Fig. 145.—Fallopian tube, ovary, and parovarium: a, hydatid of Morgagni; b, cyst of Kobelt’s tube; c, Gärtner’s duct.

Very often a small pedunculated cyst, about the size of a pea, is found attached to the fimbriæ or to the outer aspect of the tube.

These cysts are called hydatids, or cysts of Morgagni. They are said to occur in about 8 per cent. of adults and in 20 per cent. of fetuses. They are not pathological.
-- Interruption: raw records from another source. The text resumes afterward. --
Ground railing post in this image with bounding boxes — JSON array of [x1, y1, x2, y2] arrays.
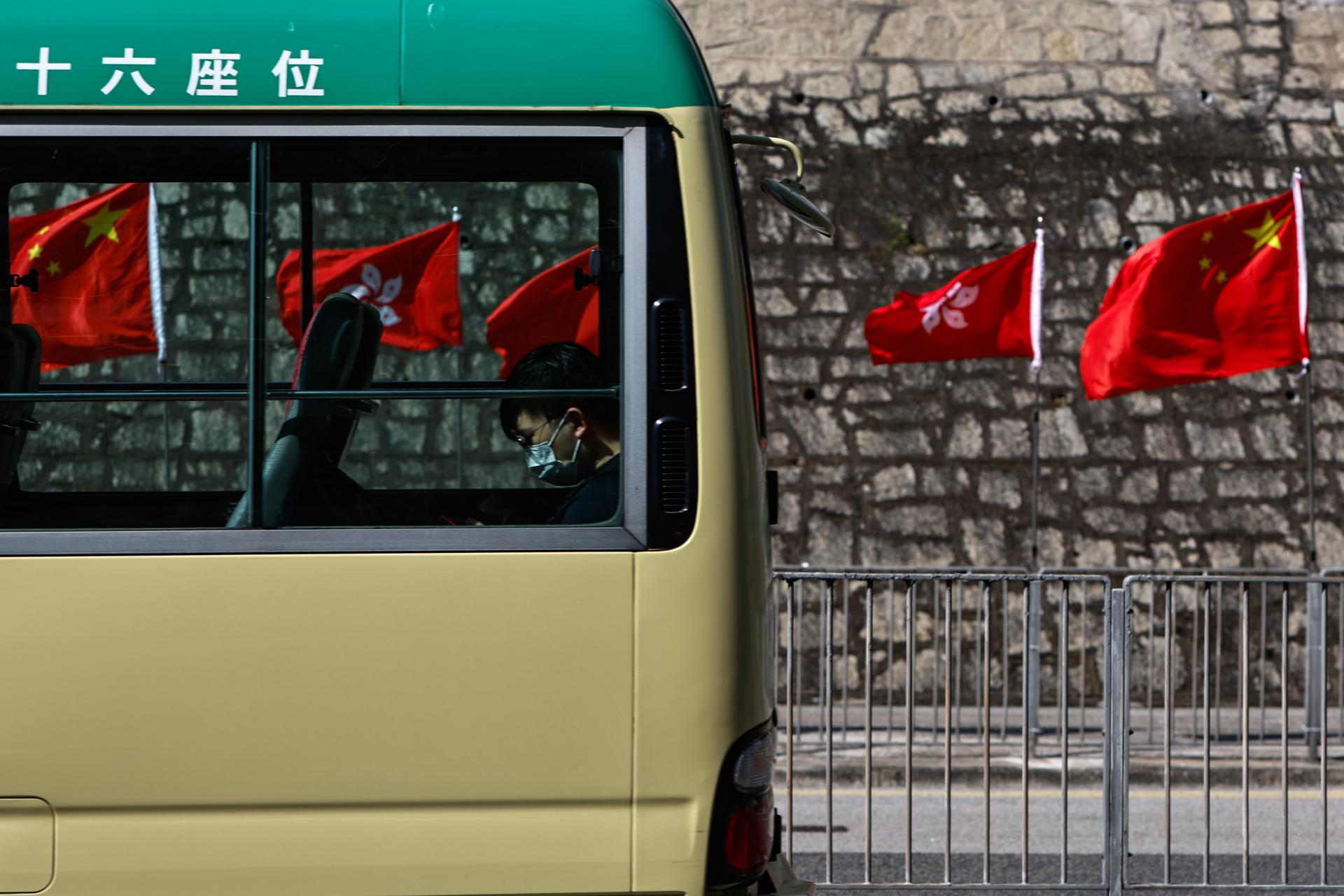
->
[[1021, 579, 1040, 755], [1102, 589, 1130, 896], [1303, 582, 1325, 762]]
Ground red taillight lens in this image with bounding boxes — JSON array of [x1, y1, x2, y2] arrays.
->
[[723, 794, 774, 877]]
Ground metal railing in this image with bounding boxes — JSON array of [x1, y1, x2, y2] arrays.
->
[[776, 568, 1344, 892]]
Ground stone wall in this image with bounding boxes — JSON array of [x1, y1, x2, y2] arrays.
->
[[680, 0, 1344, 567]]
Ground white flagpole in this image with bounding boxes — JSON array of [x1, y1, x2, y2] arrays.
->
[[1293, 168, 1317, 571], [1031, 218, 1046, 573], [149, 183, 172, 490]]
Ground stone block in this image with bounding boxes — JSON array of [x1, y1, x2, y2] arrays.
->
[[853, 428, 932, 458], [1249, 414, 1302, 461], [778, 406, 846, 456], [872, 463, 916, 501], [1040, 407, 1087, 458], [804, 513, 853, 566], [948, 414, 985, 458], [989, 418, 1031, 458], [976, 470, 1021, 510], [1246, 24, 1284, 50], [1072, 466, 1114, 501], [1119, 470, 1158, 505], [1119, 8, 1167, 63], [1125, 190, 1176, 223], [886, 63, 919, 98], [1218, 469, 1287, 498], [798, 71, 853, 99], [1004, 71, 1068, 97], [1078, 199, 1119, 250], [1042, 28, 1079, 62], [1246, 0, 1282, 22], [1100, 66, 1157, 95], [1195, 0, 1236, 25], [1084, 506, 1148, 536], [960, 519, 1008, 567]]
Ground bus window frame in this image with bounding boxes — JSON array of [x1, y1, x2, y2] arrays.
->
[[0, 111, 650, 556]]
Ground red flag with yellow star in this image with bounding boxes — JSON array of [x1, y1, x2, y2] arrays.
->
[[9, 184, 158, 371], [1081, 176, 1310, 399]]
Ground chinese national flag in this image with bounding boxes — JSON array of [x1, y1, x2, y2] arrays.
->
[[864, 231, 1044, 367], [1081, 180, 1310, 399], [9, 184, 159, 371], [485, 246, 598, 379], [276, 222, 462, 352]]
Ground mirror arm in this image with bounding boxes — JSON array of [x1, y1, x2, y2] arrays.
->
[[732, 134, 802, 180]]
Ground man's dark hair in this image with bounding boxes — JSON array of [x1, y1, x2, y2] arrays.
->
[[500, 342, 620, 440]]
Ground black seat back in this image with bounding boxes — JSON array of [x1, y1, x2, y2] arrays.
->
[[228, 293, 383, 528], [0, 323, 42, 501]]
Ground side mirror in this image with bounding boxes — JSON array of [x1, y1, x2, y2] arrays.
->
[[732, 134, 836, 239]]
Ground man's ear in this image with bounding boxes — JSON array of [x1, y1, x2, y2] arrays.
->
[[564, 407, 589, 440]]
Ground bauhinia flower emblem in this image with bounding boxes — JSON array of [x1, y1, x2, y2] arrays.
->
[[922, 279, 980, 333], [340, 262, 400, 326]]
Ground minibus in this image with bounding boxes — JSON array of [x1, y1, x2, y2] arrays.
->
[[0, 0, 831, 896]]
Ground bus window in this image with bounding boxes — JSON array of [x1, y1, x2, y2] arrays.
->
[[0, 137, 643, 545]]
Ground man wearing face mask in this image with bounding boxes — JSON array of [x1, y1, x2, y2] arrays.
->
[[500, 342, 621, 525]]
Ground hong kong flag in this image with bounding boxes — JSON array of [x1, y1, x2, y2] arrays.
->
[[9, 184, 162, 371], [276, 222, 462, 352], [864, 230, 1046, 370], [1081, 176, 1310, 399], [485, 246, 598, 379]]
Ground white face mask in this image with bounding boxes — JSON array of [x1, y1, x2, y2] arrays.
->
[[523, 416, 580, 485]]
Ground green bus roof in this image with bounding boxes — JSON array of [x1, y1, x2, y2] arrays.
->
[[0, 0, 715, 108]]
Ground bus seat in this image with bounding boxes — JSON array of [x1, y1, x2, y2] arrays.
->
[[0, 323, 42, 498], [228, 293, 383, 528]]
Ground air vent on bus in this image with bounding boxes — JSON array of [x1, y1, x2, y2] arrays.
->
[[656, 421, 691, 513], [653, 298, 687, 392]]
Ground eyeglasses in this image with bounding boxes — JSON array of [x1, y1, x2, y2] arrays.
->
[[510, 414, 564, 447]]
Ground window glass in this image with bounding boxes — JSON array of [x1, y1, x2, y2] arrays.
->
[[0, 132, 621, 529]]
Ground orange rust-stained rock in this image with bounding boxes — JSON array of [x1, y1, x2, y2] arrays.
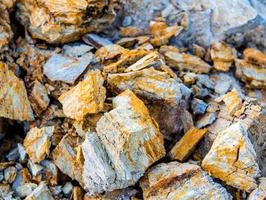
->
[[169, 128, 208, 162], [140, 162, 232, 200], [59, 71, 106, 121], [16, 0, 118, 44], [164, 50, 211, 73], [24, 126, 54, 163], [210, 42, 234, 72], [202, 122, 260, 192], [0, 62, 34, 121]]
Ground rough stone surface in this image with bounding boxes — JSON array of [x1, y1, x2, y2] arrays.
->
[[140, 162, 232, 200], [82, 90, 165, 194], [59, 71, 106, 121], [202, 122, 260, 192], [24, 126, 54, 163], [0, 62, 34, 121]]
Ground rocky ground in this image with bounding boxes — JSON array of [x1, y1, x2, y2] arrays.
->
[[0, 0, 266, 200]]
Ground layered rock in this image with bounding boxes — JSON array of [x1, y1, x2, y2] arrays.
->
[[17, 0, 118, 43], [82, 90, 165, 194], [0, 62, 34, 121], [140, 162, 232, 200], [59, 71, 106, 121], [202, 122, 260, 192]]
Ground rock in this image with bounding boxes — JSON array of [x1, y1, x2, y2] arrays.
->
[[247, 177, 266, 200], [82, 90, 165, 194], [24, 126, 54, 163], [191, 98, 208, 115], [43, 53, 95, 84], [169, 128, 208, 162], [164, 51, 211, 73], [140, 162, 232, 200], [59, 70, 106, 121], [16, 0, 118, 44], [211, 42, 234, 72], [235, 49, 266, 89], [29, 80, 50, 115], [52, 134, 83, 185], [202, 122, 260, 192], [4, 167, 17, 183], [196, 112, 217, 128], [0, 62, 34, 121], [107, 68, 191, 105], [223, 90, 242, 115], [25, 182, 54, 200]]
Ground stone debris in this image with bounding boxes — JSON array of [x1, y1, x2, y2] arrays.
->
[[59, 71, 106, 121], [82, 90, 165, 194], [169, 128, 208, 162], [202, 122, 260, 192], [0, 62, 34, 121], [24, 126, 54, 163], [140, 162, 232, 200]]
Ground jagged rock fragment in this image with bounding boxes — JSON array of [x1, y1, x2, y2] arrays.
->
[[82, 90, 165, 194], [202, 122, 260, 192], [248, 177, 266, 200], [43, 53, 94, 84], [211, 42, 234, 72], [52, 134, 83, 185], [29, 80, 50, 115], [140, 162, 232, 200], [0, 62, 34, 121], [59, 70, 106, 121], [16, 0, 118, 44], [24, 126, 54, 163], [169, 128, 208, 162], [164, 51, 211, 73], [25, 182, 54, 200], [107, 68, 191, 105]]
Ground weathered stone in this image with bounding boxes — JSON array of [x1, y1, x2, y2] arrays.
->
[[202, 122, 260, 192], [59, 71, 106, 121], [248, 177, 266, 200], [107, 68, 191, 105], [140, 162, 232, 200], [211, 42, 234, 72], [26, 182, 54, 200], [43, 53, 95, 84], [29, 80, 50, 115], [52, 134, 83, 185], [0, 62, 34, 121], [82, 90, 165, 194], [16, 0, 118, 44], [24, 126, 54, 163], [164, 51, 211, 73], [169, 128, 208, 162]]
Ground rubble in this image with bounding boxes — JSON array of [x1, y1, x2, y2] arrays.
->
[[59, 71, 106, 121], [0, 62, 34, 121], [202, 122, 260, 192], [82, 90, 165, 194], [140, 162, 232, 200]]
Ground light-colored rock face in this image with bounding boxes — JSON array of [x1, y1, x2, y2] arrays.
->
[[43, 53, 94, 84], [164, 51, 211, 73], [59, 71, 106, 121], [52, 134, 83, 185], [24, 126, 54, 163], [82, 90, 165, 194], [107, 68, 191, 105], [17, 0, 119, 43], [202, 122, 260, 192], [210, 42, 234, 72], [236, 49, 266, 89], [140, 162, 232, 200], [0, 62, 34, 121]]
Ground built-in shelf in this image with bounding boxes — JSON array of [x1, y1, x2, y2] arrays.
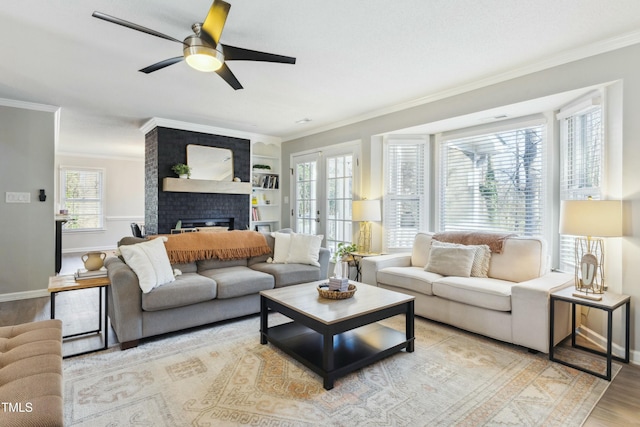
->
[[162, 178, 251, 194]]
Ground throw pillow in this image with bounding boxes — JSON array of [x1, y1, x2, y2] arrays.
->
[[287, 233, 324, 267], [431, 240, 491, 277], [120, 237, 175, 294], [425, 246, 476, 277], [271, 231, 292, 264]]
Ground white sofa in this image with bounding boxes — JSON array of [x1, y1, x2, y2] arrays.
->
[[361, 233, 573, 353]]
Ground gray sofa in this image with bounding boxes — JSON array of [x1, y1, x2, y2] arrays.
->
[[361, 233, 573, 353], [105, 230, 330, 350]]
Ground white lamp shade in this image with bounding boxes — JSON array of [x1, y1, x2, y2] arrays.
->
[[560, 200, 622, 237], [351, 200, 382, 221]]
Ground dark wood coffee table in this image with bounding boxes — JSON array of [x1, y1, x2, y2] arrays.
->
[[260, 281, 415, 390]]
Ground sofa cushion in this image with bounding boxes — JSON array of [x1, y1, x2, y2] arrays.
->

The cyst wall is composed of three coats: an external peritoneal coat; a middle muscular coat, arranged in two layers; and an inner mucous coat covered with columnar ciliated epithelium. The cyst contains a clear watery fluid.

No distinct glands, such as are found in the cervix and the body of the uterus, have been observed in the Fallopian tubes. The mucous crypts formed by the folds of the mucous membrane are probably glandular in character and secrete an albuminous fluid.

INFLAMMATION OF THE FALLOPIAN TUBES, OR SALPINGITIS.

Inflammation is the disease that most usually affects the Fallopian tubes. The condition is, as a rule, secondary to endometritis, the mucous membrane of the tubes becoming inflamed by direct extension from the mucous membrane of the uterus.

The causes of salpingitis are as numerous as those of endometritis. The most common causes of salpingitis are sepsis and gonorrhea.

Any form of inflammation of the endometrium may extend to the Fallopian tubes, but the septic and the gonorrheal forms of endometritis are especially virulent, and it is the rule in these diseases that the tubes are affected.